Do ponto de vista de Parmênides e de seus seguidores, o movimento é uma ilusão. A geração de todas as coisas, o crescimento e a corrupção; o tempo, com seus ciclos de apogeu, decadência e morte, são apenas erros dos sentidos falhos, que não alcançam a verdade bem redonda do Ser. Se qualquer um de nós, amigo leitor, ao invés de um táxi para Ponta Negra, numa sexta feira à noite, entrasse no carro de Parmênides, seríamos alçados a um ponto de vista privilegiado. Poderíamos ver o mundo em sua totalidade, de fora dele, como se tivéssemos sido pegos na carona de um objeto não identificado e pudéssemos contemplar não apenas a terra, não apenas o sistema solar ou a via láctea, mas todo o universo, bem de longe, em sua totalidade.

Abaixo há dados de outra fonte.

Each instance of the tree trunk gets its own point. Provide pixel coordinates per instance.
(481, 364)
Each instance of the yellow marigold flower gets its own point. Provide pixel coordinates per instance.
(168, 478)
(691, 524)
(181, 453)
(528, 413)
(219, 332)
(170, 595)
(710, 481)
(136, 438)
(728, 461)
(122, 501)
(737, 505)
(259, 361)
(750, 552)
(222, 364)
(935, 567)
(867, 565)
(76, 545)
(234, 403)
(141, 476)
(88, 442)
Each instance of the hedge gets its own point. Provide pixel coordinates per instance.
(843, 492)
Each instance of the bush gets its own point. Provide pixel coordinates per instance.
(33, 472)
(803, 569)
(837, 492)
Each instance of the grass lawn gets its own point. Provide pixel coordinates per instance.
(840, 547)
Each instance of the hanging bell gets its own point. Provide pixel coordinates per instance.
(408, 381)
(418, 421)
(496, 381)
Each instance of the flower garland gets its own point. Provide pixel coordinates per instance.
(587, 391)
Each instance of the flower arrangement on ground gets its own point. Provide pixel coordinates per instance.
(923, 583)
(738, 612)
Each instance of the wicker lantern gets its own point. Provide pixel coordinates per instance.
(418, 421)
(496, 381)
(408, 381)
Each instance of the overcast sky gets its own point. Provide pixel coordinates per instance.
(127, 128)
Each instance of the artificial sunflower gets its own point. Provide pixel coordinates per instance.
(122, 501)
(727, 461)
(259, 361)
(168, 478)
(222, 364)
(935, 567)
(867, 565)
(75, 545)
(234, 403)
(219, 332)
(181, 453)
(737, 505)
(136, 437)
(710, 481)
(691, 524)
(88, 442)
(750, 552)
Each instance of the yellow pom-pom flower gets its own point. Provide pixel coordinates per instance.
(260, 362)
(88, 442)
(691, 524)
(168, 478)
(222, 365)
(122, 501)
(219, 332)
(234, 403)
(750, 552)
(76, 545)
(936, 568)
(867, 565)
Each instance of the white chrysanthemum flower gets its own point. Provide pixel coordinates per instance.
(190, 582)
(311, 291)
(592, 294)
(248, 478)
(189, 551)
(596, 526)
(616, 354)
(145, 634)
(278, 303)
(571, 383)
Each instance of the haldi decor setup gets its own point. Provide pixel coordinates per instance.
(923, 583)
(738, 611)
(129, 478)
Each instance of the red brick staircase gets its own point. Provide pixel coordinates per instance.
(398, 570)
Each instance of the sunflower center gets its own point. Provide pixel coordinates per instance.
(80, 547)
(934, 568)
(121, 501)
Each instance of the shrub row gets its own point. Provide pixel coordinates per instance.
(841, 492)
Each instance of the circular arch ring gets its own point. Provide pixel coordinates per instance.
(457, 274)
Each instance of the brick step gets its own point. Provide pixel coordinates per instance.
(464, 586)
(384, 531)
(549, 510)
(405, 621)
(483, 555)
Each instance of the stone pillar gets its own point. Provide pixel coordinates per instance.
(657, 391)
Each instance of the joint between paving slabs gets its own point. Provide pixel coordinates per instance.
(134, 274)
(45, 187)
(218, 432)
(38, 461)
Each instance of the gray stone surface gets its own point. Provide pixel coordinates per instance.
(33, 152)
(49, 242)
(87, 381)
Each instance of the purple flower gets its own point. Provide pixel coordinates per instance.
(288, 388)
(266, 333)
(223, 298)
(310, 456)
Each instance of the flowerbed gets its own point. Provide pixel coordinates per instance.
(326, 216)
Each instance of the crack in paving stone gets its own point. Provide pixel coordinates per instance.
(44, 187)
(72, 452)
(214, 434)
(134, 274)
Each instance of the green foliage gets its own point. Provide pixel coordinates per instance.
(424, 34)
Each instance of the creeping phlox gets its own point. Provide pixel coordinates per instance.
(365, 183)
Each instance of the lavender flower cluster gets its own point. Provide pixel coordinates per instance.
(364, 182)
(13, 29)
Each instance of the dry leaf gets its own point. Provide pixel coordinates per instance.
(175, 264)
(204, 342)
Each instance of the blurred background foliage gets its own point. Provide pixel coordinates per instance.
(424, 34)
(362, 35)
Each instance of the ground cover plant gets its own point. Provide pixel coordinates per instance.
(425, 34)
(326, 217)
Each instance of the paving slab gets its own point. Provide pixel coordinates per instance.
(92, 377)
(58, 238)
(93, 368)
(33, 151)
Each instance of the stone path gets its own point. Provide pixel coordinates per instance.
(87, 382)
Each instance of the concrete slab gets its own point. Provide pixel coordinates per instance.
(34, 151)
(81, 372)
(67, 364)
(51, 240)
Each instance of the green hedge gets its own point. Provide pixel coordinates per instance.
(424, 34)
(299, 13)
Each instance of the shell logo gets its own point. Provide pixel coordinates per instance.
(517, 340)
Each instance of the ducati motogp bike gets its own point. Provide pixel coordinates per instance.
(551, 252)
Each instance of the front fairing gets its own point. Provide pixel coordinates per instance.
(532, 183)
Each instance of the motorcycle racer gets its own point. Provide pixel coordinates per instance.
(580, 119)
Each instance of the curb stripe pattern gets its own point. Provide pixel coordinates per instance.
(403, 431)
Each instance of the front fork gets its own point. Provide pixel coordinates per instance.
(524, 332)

Se pudéssemos ter essa experiência, se pudéssemos ver o mundo como a poesia de Parmênides nos induz, teríamos a sensação de que ele seria inteiro, esférico, inabalável e sem fim; tudo junto, uno, contínuo. Seríamos tomados pela deliciosa sensação de que o tempo, a morte e a decomposição são reflexões, projeções, sombras de nossa mente que tomam o caminho errado do entendimento e pensam que as coisas são como aparecem para a gente. Os seguidores de Parmênides entendem, através da poesia, que a matéria que me compõe não desaparece. Nada no universo se cria, nada se perde. As transformações superficiais das coisas não impõem a elas uma mudança substancial. Viver, sofrer, mudar e morrer não são, a rigor, coisa alguma, se a matéria que compõe meu corpo não se perde, voltando a fazer parte do mundo que me circunda. Se somos todos “poeira de estrelas” antigas, nada se perdeu, nem se criou na história de nossas vidas.